The filing discloses material financial and listing risks: an auditor’s going-concern emphasis, positive working capital of $2.6 million as of June 30, 2025 but recurring losses, large warrant and potential dilution overhang (tens of millions of shares issuable), and a Nasdaq notice for failing the $1.00 minimum bid price with 180 days to cure (notice dated July 31, 2025). The company also implemented indefinite 20% reductions to certain executive salaries and director fees to conserve cash.
SeaStar Medical Holding Corporation is registering 1,500,000 shares of its common stock for issuance under the Amended and Restated 2022 Omnibus Incentive Plan, reflecting a shareholder-approved amendment to that plan. The registration also covers any additional shares issuable under Rule 416 for stock dividends, splits or similar adjustments. The filing incorporates prior S-8 registrations for the same plan (listing 50,800, 47,200 and 472,456 shares after giving effect to a 1-for-25 reverse stock split) and notes the reverse split that adjusted share amounts.

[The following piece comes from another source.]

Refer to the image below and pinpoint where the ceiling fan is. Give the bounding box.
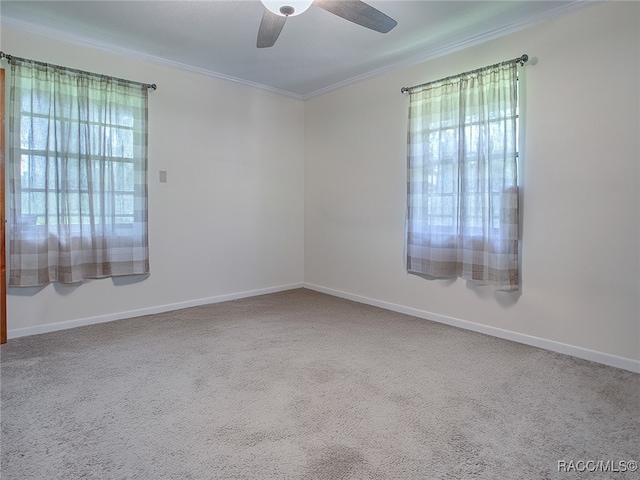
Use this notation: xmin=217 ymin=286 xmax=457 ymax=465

The document incorporates the company’s recent annual and quarterly reports by reference, includes an exhibit index identifying the amended plan as Exhibit 99.1, and is signed by the CEO and other officers and directors, with a standard power of attorney for amendments. The filing itself does not disclose the company’s total outstanding shares or provide financial performance data.